Doing this makes life easier when we want to write archivers that behave the same way but work differently. For example, we could create an archiver that compresses the files it archives by deriving a new class from ArchiveLocal and writing a new _copy_files method. More importantly, other code can use an archiver without knowing what it’s doing. For example, the function analyze_and_save reads some data, analyzes it, saves the results, and then creates an archive of those results. It doesn’t know whether the archive is compressing files or whether they’re being saved locally or remotely.

def analyze_and_save(options, archiver):
    data = read_data(options)
    results = analyze_data(data)
    save_everything(results)
    archiver.backup()

This example highlights one of the strengths of object-oriented programming: it allows old code to use new code without any changes.

Summary

Figure 10.3 summarizes the key ideas in this chapter, which are the foundation of most modern tools for doing backups and version control.

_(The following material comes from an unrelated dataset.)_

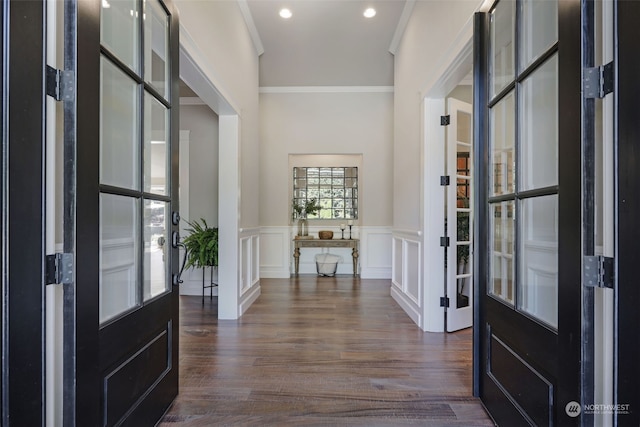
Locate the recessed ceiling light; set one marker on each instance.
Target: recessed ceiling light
(285, 13)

Concept map of file backup — Figure 10.3: Concept map for hashing-based file backup.

Exercises

Sequencing Backups

Modify the backup program so that manifests are numbered sequentially as 00000001.csv, 00000002.csv, and so on rather than being timestamped. Why doesn’t this solve the time of check/time of use race condition mentioned earlier?

JSON Manifests

Modify backup.py so that it can save JSON manifests as well as CSV manifests based on a command-line flag.
Write another program called migrate.py that converts a set of manifests from CSV to JSON. (The program’s name comes from the term data migration.)
Modify backup.py programs so that each manifest stores the user name of the person who created it along with file hashes, and then modify migrate.py to transform old files into the new format.

Mock Hashes

Modify the file backup program so that it uses a function called ourHash to hash files.
Create a replacement that returns some predictable value, such as the first few characters of the data.
Rewrite the tests to use this function. How did you modify the main program so that the tests could control which hashing function is used?

Comparing Manifests

Write a program compare-manifests.py that reads two manifest files and reports:

Which files have the same names but different hashes (i.e., their contents have changed).
Which files have the same hashes but different names (i.e., they have been renamed).
Which files are in the first hash but neither their names nor their hashes are in the second (i.e., they have been deleted).
Which files are in the second hash but neither their names nor their hashes are in the first (i.e., they have been added).

From One State to Another

Write a program called from_to.py that takes a directory and a manifest file as command-line arguments, then adds, removes, and/or renames files in the directory to restore the state described in the manifest. The program should only perform file operations when it needs to, e.g., it should not delete a file and re-add it if the contents have not changed.
Write some tests for from_to.py using pytest and a mock filesystem.

File History

Write a program called file_history.py that takes the name of a file as a command-line argument and displays the history of that file by tracing it back in time through the available manifests.
Write tests for your program using pytest and a mock filesystem.

Pre-commit Hooks

Modify backup.py to load and run a function called pre_commit from a file called pre_commit.py stored in the root directory of the files being backed up. If pre_commit returns True, the backup proceeds; if it returns False or raises an exception, no backup is created.